Seja qual for o patamar, a primeira providência das montadoras será vender no atacado, aos revendedores, os veículos Euro 3 (P5), que deverão ser faturados impreterivelmente até fim de março. Enquanto isso, os fabricantes, que já terão deixado de montar caminhões e chassis Euro 3 para comercialização no mercado interno a partir de 1º de janeiro, estarão programando o momento adequado para acelerar as linhas de montagem dos produtos Euro 5.
Isso não significa que os Euro passados deixem a programação. As exportações de caminhões Euro 3 e Euro 2 representaram 15% da produção em 2010, de janeiro a novembro, um volume expressivo, de alto valor, que pode ser preservado.
As estratégias nesse período cheio de alternativas foram diferentes – e não apenas na escolha das tecnologias adotadas no powertrain Euro 5. A MAN, por exemplo, apostou no EGR como alternativa de pós-tratamento em motores usados pela marca (os propulsores Cummins usam SCR), como já faz na Europa. Muita gente perguntou por quê. A MAN respondeu com presteza: os resultados com EGR foram bons lá fora e somos experientes nesse campo. “Rudolf Diesel, inventor do motor diesel, foi um dos profissionais da MAN”, tratou de lembrar Roberto Cortes, CEO e presidente da MAN América Latina.
Otimista com o desenvolvimento do mercado, Ricardo Alouche, diretor de vendas e marketing da MAN LAM, concordou com a estratégia de elevar os estoques de veículos Euro 3, apostando na demanda desses produtos por um bom tempo. A Iveco foi na mesma direção. As suecas foram moderadas. Já Ford Caminhões e Mercedes-Benz estariam mais enxutas nos estoques, embora alguns analistas enxerguem estoques elevados na alemã como resultado de um esforço extra para operar no limite de produção, pequeno em São Bernardo do Campo em razão do crescimento dos negócios. A nova fábrica em Juiz de Fora (MG) será a solução para elevar a capacidade na área de pesados e leves, no caso o Actros e o Accelo.
O desempenho do setor
De janeiro a novembro foram produzidos 197.929 caminhões, 13,5% mais do que em equivalente período de 2010 (174.401). No caso dos chassis de ônibus o avanço foi de 12,2%, de 38.533 para 43.240 unidades. Assim, é possível projetar para este ano a montagem de 216 mil caminhões (191,6 mil em 2010) e 47,6 mil chassis de ônibus (45,8 mil em 2010). Recordes históricos, portanto.
Até fim de novembro o destaque nos licenciamentos de caminhões foi a Volvo, com um crescimento de 29,9%, para 17.234 unidades, ajudado pelos semipesados da linha VM. A Scania recuou 11%, enquanto a MAN cresceu14,8%, a Mercedes-Benz 5,9%, a Iveco 25,5%, a Ford 11,1% e a Agrale 20,2%.

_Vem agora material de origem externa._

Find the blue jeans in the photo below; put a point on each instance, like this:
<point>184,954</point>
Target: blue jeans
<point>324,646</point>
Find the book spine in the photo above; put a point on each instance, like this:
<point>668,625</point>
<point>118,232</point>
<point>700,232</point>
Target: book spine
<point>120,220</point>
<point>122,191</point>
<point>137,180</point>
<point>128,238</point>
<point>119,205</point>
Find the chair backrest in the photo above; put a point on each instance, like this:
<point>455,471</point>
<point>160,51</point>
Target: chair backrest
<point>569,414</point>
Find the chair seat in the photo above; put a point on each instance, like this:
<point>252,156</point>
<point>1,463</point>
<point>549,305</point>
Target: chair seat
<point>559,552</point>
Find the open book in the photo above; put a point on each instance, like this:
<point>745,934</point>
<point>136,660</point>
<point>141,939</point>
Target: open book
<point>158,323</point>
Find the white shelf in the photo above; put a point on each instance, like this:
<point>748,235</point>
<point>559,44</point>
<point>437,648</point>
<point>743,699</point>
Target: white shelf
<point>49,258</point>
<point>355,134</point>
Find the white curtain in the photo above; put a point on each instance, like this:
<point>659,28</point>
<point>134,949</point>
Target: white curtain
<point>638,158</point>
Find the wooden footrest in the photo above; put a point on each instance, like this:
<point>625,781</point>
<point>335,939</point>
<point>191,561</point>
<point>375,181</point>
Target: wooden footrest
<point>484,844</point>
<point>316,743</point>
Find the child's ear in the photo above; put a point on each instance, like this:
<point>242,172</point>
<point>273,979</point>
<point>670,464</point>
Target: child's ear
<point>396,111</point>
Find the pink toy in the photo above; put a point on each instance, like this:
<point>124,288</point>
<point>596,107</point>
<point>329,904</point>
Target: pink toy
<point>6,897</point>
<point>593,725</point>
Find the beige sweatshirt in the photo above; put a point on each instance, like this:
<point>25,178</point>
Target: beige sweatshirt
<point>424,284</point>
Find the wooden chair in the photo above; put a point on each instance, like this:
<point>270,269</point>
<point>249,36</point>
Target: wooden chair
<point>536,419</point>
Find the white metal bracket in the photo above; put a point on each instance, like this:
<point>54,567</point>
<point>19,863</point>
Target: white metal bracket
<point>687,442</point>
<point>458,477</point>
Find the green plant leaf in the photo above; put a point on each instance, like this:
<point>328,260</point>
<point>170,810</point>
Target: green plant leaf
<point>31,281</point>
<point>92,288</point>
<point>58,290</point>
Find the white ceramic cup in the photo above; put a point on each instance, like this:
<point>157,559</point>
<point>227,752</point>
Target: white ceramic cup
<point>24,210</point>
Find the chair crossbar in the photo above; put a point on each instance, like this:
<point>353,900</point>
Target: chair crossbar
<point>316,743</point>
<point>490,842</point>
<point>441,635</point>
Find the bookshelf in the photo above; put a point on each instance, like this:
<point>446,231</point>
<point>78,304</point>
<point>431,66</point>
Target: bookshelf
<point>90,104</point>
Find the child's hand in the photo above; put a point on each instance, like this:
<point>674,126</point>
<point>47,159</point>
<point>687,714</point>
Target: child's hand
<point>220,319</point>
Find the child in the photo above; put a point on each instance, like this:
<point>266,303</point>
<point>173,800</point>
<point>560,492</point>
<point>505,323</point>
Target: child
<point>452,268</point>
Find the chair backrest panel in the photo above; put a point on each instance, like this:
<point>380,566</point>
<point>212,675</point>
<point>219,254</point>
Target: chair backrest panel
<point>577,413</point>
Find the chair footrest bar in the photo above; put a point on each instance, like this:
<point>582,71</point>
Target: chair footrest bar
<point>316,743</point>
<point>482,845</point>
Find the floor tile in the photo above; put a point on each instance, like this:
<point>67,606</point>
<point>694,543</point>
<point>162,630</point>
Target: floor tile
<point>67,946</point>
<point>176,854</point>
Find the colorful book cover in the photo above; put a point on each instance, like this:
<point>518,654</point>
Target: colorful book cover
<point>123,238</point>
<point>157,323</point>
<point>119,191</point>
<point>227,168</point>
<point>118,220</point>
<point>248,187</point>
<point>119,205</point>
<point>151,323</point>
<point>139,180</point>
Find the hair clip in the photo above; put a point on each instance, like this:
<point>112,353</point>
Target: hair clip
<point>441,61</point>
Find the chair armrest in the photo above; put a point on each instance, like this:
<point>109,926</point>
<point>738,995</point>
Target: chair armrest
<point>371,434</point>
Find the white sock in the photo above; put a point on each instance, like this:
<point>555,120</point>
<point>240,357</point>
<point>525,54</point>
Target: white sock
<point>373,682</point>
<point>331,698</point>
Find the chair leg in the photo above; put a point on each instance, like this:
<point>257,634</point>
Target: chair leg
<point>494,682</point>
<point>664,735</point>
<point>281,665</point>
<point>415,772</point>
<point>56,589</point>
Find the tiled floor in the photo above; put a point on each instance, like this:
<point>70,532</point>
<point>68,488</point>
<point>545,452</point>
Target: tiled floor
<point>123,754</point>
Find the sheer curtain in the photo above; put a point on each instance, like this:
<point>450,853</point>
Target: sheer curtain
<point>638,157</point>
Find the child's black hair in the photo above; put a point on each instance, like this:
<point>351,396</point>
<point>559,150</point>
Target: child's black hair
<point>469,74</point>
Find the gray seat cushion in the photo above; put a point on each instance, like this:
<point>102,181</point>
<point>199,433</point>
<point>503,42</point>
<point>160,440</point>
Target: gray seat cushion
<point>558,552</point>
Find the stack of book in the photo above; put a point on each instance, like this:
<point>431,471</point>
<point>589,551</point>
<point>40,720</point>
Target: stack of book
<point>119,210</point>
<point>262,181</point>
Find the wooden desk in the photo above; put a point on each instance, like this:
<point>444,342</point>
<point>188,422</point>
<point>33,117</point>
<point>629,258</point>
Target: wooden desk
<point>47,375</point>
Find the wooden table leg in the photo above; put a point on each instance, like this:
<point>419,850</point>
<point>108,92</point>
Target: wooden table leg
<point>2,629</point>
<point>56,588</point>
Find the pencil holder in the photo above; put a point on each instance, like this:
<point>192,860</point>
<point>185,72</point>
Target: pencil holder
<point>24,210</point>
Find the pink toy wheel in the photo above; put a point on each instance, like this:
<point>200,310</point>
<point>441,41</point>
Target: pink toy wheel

Já no caso das vendas de chassis de ônibus, houve crescimento da Iveco de 207%, embora com baixos volumes este ano, voltados para o programa Caminho da Escola (1.189 unidades), de 108% da Volvo (1.125 unidades), 49,9% da MAN, 34,4% da Scania, 3,6% da Mercedes-Benz e estabilidade da Agrale. A Mercedes-Benz entra na alça de mira da MAN, que pretende chegar à liderança. A líder vendeu 13.365 chassis e a segunda colocada 10.184 no período.
Ganho econômico e ambiental
Saltini já sabe que a distribuição de diesel S50 não será exatamente como se poderia desejar, com falhas pontuais até que a frota de Euro 5 engrosse. Ele não acredita que os seis centavos a mais no preço do S50 em relação ao S500 motive os proprietários dos caminhões a abastecer caminhões antigos com S50.
“Não há ganho econômico em usar o diesel limpo em caminhões antigos. E o ganho ambiental certamente não será levado em conta”, observa, lembrando que o powertrain Euro 5 exige o S50 e deverá ser mais econômico que o atual Euro 3, pelo menos no que diz respeito ao combustível, que representa 35% dos custos operacionais das frotas. É preciso contabilizar, no caso da tecnologia SCR, também o suprimento de Arla 32.